[Rd] R 3.5.3 and 3.6.0 alpha Windows bug: UTF-8 characters in code are simplified to wrong ones

Wed Apr 10 18:46:20 CEST 2019

On 10/04/2019 12:32 p.m., Jeroen Ooms wrote:
> On Wed, Apr 10, 2019 at 5:45 PM Duncan Murdoch <murdoch.duncan using gmail.com> wrote:
>>
>> On 10/04/2019 10:29 a.m., Yihui Xie wrote:
>>> Since it is "technically easy" to disable the best fit conversion and
>>> the best fit is rarely good, how about providing an option for
>>> code/package authors to disable it?
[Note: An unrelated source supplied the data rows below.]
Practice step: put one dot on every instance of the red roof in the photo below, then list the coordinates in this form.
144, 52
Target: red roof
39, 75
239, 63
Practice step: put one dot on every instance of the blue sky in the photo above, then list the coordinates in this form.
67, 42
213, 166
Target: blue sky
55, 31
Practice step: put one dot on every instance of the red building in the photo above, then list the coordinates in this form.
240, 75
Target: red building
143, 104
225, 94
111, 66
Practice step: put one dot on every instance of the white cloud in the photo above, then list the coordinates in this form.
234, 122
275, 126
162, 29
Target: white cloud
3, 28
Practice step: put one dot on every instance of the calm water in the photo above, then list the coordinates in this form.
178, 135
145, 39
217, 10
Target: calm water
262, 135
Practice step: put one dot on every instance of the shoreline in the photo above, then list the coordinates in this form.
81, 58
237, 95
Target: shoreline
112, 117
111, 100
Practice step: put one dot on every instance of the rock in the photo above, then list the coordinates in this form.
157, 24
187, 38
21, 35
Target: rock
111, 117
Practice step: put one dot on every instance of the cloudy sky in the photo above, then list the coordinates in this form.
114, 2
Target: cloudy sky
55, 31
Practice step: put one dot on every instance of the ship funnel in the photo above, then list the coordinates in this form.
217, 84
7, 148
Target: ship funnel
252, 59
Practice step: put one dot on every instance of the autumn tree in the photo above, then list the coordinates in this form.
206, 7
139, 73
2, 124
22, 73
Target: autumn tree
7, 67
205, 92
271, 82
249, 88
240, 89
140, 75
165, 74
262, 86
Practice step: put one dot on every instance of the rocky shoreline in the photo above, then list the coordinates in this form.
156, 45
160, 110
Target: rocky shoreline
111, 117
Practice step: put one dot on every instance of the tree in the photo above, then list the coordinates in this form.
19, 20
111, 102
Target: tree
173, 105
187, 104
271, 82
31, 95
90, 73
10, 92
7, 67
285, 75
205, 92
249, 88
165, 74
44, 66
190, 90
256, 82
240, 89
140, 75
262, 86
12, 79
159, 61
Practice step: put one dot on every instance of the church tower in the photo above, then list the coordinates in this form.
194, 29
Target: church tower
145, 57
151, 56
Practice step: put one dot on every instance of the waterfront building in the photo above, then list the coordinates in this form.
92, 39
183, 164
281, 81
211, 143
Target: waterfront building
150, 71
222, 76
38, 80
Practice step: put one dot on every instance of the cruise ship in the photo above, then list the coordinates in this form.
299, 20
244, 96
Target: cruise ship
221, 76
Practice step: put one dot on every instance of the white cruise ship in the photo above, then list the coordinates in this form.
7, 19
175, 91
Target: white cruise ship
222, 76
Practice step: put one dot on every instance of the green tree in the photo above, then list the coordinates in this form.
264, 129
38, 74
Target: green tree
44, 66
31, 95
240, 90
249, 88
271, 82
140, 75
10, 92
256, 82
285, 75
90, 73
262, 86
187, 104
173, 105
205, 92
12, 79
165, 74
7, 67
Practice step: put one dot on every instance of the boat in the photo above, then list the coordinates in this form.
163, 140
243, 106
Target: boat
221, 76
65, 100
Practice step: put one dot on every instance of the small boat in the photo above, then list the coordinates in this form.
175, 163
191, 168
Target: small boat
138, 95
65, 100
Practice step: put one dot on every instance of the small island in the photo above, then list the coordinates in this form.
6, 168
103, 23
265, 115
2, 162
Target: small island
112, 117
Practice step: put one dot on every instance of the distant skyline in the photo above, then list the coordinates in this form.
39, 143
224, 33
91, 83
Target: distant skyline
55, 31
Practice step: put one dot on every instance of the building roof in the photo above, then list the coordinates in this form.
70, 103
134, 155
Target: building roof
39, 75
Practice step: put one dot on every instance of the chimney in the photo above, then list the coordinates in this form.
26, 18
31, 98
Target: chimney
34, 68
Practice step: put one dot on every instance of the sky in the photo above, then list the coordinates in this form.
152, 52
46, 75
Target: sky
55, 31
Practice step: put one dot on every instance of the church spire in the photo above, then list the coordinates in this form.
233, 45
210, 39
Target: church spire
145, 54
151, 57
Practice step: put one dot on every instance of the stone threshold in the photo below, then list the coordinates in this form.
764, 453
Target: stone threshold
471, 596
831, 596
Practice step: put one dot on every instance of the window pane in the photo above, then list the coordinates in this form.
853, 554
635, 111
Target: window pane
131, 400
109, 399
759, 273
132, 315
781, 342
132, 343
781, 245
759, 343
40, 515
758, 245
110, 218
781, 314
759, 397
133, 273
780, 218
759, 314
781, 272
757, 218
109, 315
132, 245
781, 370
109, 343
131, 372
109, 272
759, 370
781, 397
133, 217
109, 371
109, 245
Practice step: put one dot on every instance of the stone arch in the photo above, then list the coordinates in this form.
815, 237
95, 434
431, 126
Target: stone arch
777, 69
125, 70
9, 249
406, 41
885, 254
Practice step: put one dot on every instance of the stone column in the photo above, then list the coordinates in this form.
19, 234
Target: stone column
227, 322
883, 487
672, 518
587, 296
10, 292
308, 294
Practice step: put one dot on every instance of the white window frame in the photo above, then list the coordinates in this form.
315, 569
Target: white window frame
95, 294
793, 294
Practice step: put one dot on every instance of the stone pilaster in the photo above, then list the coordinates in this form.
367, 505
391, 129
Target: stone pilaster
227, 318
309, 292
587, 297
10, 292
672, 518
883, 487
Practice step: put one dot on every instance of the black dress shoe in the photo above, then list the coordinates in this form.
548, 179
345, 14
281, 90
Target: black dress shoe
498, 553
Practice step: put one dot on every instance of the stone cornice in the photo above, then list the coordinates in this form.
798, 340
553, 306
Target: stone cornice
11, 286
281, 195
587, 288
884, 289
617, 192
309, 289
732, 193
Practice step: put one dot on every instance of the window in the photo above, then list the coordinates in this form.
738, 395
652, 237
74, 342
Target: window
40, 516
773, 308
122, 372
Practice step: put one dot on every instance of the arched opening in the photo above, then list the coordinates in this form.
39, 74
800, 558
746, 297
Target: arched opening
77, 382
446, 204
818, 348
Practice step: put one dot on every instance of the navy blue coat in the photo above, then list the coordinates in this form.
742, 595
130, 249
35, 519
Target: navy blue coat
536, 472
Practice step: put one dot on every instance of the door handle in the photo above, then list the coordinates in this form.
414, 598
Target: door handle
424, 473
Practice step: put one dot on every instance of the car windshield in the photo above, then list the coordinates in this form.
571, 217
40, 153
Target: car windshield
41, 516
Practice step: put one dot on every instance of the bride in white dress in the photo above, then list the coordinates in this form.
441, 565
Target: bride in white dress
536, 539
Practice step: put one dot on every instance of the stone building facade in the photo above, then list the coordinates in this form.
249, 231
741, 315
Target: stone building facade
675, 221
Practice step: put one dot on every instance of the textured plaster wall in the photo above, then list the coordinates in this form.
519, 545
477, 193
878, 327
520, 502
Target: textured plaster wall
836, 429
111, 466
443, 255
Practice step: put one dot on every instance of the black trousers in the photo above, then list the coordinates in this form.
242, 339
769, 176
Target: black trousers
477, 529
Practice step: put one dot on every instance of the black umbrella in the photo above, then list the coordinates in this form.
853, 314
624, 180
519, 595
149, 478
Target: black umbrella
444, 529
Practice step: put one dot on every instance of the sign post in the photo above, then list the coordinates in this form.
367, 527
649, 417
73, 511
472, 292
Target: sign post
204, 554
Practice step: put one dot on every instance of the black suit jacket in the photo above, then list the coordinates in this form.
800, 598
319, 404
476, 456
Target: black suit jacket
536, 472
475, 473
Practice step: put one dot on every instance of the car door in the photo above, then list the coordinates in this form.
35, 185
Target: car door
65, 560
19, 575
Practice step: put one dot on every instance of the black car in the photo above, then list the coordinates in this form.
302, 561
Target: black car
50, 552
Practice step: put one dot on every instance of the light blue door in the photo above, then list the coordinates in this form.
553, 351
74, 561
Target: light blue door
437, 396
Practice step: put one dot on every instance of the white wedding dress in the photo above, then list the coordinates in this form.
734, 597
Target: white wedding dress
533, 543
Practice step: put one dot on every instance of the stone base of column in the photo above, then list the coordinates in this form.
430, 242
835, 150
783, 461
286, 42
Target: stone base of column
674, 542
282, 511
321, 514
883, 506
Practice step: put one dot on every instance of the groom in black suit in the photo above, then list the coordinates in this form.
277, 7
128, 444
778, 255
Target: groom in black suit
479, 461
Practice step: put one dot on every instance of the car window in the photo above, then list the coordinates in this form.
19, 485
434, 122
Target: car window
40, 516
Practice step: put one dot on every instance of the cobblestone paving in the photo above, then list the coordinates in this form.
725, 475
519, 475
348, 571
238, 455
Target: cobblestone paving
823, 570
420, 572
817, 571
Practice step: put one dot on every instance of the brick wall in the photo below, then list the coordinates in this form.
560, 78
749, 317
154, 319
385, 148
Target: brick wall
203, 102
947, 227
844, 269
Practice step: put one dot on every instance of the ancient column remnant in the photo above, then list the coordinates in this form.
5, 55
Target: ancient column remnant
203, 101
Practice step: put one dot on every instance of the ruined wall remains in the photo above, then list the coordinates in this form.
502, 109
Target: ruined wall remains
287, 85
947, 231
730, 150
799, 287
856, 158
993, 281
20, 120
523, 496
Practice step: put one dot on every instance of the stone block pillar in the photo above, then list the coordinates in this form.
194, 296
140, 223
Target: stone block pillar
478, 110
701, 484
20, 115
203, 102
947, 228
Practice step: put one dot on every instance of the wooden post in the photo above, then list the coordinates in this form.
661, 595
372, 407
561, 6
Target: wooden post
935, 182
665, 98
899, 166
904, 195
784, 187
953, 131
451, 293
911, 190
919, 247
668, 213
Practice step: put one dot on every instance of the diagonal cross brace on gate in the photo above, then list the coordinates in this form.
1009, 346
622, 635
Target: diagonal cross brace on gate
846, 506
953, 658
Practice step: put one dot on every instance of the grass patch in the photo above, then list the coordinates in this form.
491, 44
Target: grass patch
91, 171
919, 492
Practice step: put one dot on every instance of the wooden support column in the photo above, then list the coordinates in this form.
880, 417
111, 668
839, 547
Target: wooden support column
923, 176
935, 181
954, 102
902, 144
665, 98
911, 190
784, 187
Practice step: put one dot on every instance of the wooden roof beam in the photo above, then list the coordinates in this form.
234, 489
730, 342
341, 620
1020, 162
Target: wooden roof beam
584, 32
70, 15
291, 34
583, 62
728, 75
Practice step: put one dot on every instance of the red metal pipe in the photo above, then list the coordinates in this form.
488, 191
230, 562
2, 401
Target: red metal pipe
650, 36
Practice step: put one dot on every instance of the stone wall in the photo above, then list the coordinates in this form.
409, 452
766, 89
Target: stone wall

I'm asking because this is one of
>>> the most painful issues in packages that may need to source() code
>>> containing UTF-8 characters that are not representable in the Windows
>>> native encoding. Examples include knitr/rmarkdown and shiny. Basically
>>> users won't be able to knit documents or run Shiny apps correctly when
>>> the code contains characters that cannot be represented in the native
>>> encoding.
>>
>> Wouldn't things be worse with it disabled than currently?  I'd expect
>> the line containing the "ř" to end up as NA instead of converting to "r".
> 
> I don't think it would be worse, because in this case R would not
> implicitly convert strings to (best fit) latin1 on Windows, but
> instead keep the (correct) string in its UTF-8 encoding. The NA only
> appears if the user explicitly forces a conversion to latin1, which is
> not the problem here I think.
> 
> The original problem that I can reproduce in RGui is that if you enter
>   "ř" in RGui, R opportunistically converts this to latin1, because it
> can. However if you enter text which can definitely not be represented
> in latin1, R encodes the string correctly in UTF-8 form.
> 

I think the pathways for text in RGui and text being sourced are 
different.  I agree fixing RGui in that way would make sense, but Yihui 
was talking about source().

Duncan Murdoch